Reported by The Defiant, Thorchain, a decentralized liquidity protocol that facilitates native asset swaps across blockchains, is making a comeback after a string of hacks and a 96% plunge from its all-time high.
RUNE has nearly doubled since the team burned 60 million RUNE tokens last week to boost its lending capacity by $100 million, which accounted for 12% of the total supply. Its total value locked (TVL) climbed 45% to $507 million in that time.
Overall, it’s a remarkable comeback for a veteran DeFi protocol founded in 2018 with much fanfare that fell out of favor after being plagued by a series of exploits.
Thorchain offers interest-free loans against major crypto assets like Bitcoin and Ether, with no liquidations or fixed expiry date. As part of the latest upgrade, collateralization ratios for BTC and ETH were reduced to 200%, meaning users can borrow half the value of their assets.
With stablecoin borrowing rates across DeFi climbing into double-digits on increased demand for leverage amid the ongoing crypto rally, Thorchain presents an attractive alternative for borrowers.
“If you are leveraged long BTC or ETH and plan to stay that way for the next 30 days, you’re being financially foolish if you don’t move over to Thorchain no-interest and no-liquidation loans,” wrote crypto investor Tyler Reynolds.
However, it’s worth noting that Thorchain’s offering differs markedly from traditional overcollateralized loans on DeFi lending protocols like Maker or Aave, which hold borrowers’ collateral under lien until outstanding loans are repaid.
When a loan is opened on Thorchain, the collateral asset is sold for RUNE, while the difference between the collateral value and the loan value is burned. Debt is denominated in TOR – a dollar-pegged unit of account internal to Thorchain – which is based off the median price of all the stablecoins supported by the protocol.

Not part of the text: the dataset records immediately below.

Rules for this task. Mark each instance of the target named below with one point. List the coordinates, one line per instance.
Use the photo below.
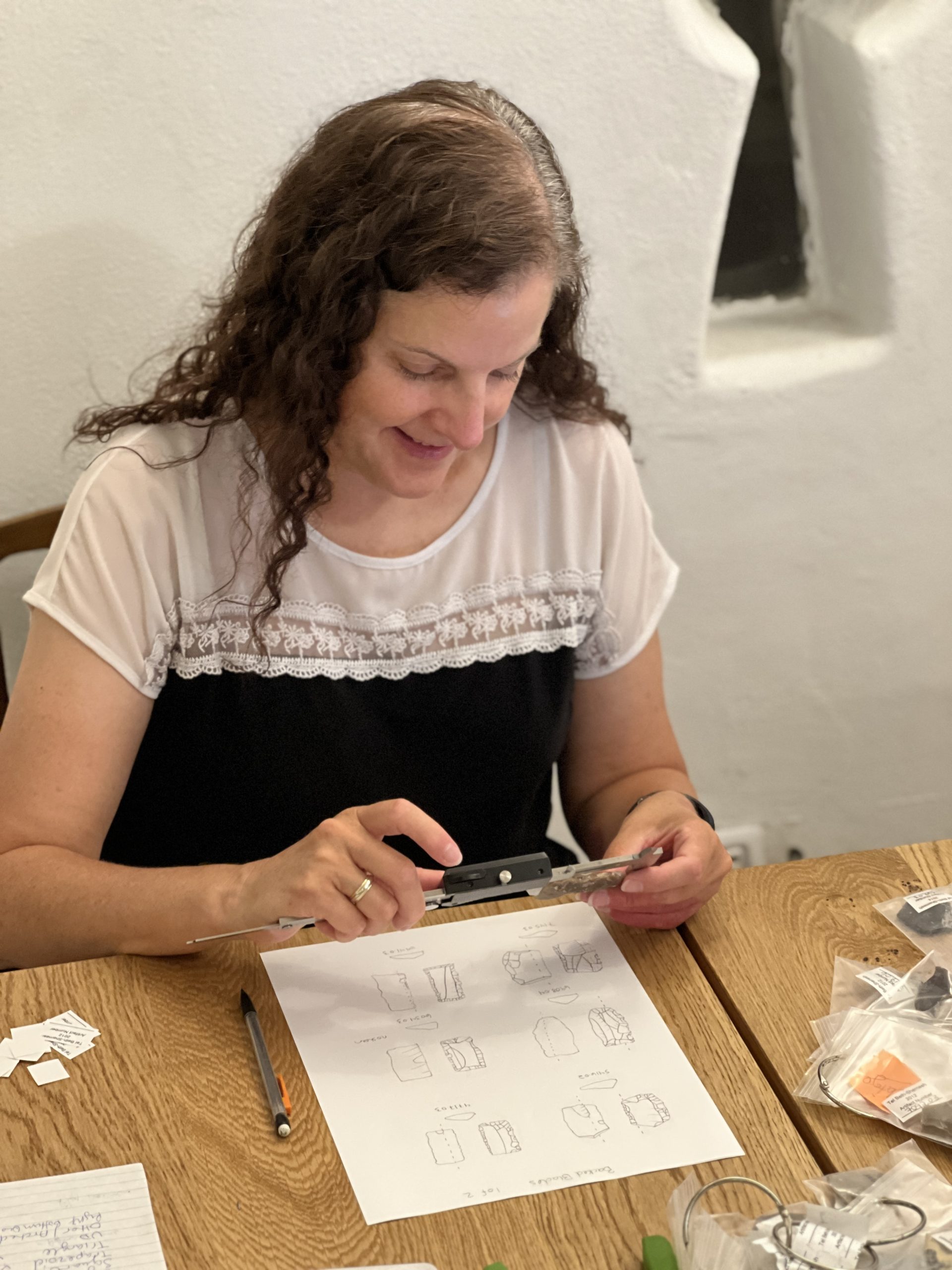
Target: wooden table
(767, 945)
(173, 1083)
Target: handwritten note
(101, 1219)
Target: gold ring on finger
(362, 890)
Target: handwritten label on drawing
(570, 1178)
(924, 899)
(909, 1103)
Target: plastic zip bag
(924, 917)
(900, 1198)
(885, 1065)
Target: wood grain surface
(767, 944)
(173, 1083)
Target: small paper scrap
(45, 1074)
(27, 1043)
(66, 1033)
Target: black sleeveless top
(445, 677)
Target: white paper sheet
(486, 1058)
(85, 1221)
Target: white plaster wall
(797, 457)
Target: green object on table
(656, 1254)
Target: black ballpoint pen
(282, 1126)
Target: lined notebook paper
(101, 1219)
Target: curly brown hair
(440, 182)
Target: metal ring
(362, 889)
(744, 1182)
(826, 1086)
(899, 1239)
(819, 1266)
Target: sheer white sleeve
(638, 574)
(112, 573)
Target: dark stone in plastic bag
(939, 1115)
(933, 991)
(931, 921)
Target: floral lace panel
(305, 639)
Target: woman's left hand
(694, 867)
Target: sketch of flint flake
(409, 1064)
(554, 1038)
(526, 965)
(464, 1055)
(647, 1110)
(578, 958)
(586, 1121)
(446, 982)
(610, 1026)
(499, 1139)
(445, 1147)
(395, 991)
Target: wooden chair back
(31, 532)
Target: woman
(371, 559)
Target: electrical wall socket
(746, 845)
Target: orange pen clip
(284, 1089)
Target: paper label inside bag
(909, 1103)
(818, 1242)
(924, 899)
(883, 980)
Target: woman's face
(437, 375)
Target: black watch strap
(695, 802)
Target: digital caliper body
(470, 885)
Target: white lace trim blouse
(555, 550)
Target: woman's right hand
(319, 876)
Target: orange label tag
(883, 1078)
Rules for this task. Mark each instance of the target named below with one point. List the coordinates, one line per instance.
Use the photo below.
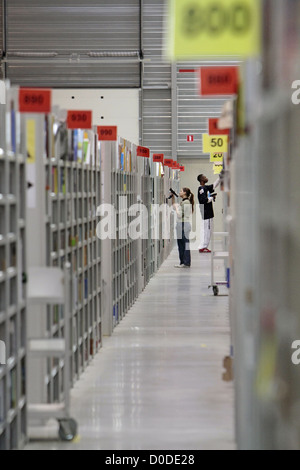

Conversely, when loans are repaid, RUNE is minted and swapped for the original collateral asset, which is returned to the borrower. A potential risk of the design is excessive minting of RUNE if too many borrowers rush to redeem their collateral at the same time during. However, the team has put multiple safeguards in place, including circuit breakers and loan caps, to mitigate the risk.